The Green Party MEP for South-East England said that our European turkeys, African vegetables, Australian wine and American cranberry sauce will have notched up enough ‘food miles’ between them to circumnavigate the globe.

Dr Lucas, who is a member of the European Parliament’s International Trade Committee and author of the influential 2002 report ‘Stopping the Great Food Swap’, said the international trade in locally available produce was damaging the environment – contributing significantly to the aviation industry’s greenhouse gas emissions and monoculture farming, local economies – and the enjoyment of fresh, tasty, seasonal food.

“Ingredients for a traditional Christmas Dinner are in season in the UK right now – that’s why they’re traditionally eaten at Christmas!
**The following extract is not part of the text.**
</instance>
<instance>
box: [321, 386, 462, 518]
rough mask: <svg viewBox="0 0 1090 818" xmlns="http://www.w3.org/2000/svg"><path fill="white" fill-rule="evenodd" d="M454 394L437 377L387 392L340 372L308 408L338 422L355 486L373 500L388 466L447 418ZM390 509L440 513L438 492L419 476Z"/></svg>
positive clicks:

There’s simply no need to eat mange tout from Zimbabwe, runner beans from Zambia or carrots from South Africa,” she said. “African farmers are paying a high socials and environmental price for switching traditional production to inappropriate cash crops geared for western markets, but seeing few of the financial benefits.

“By eating locally grown produce we can enjoy fresher, tastier food, support our local economies – and cut out some of the greenhouse gas emissions produced by the aviation industry as it flies all these vegetables around the world.” Some Christmas facts and figures:

• 200,000 trees are felled each year to supply the 1.7 billion Christmas cards sent annually in the UK.

• 40,000 trees are felled to make the 8,000 tonnes of wrapping paper we use – enough to wrap Guernsey!

• The UK throws out three million tonnes of extra waste over Christmas

• Ten million turkeys are bred each year for UK Christmas consumption – most in dark cramped conditions • Almost six million Christmas trees end up in UK landfill sites every January.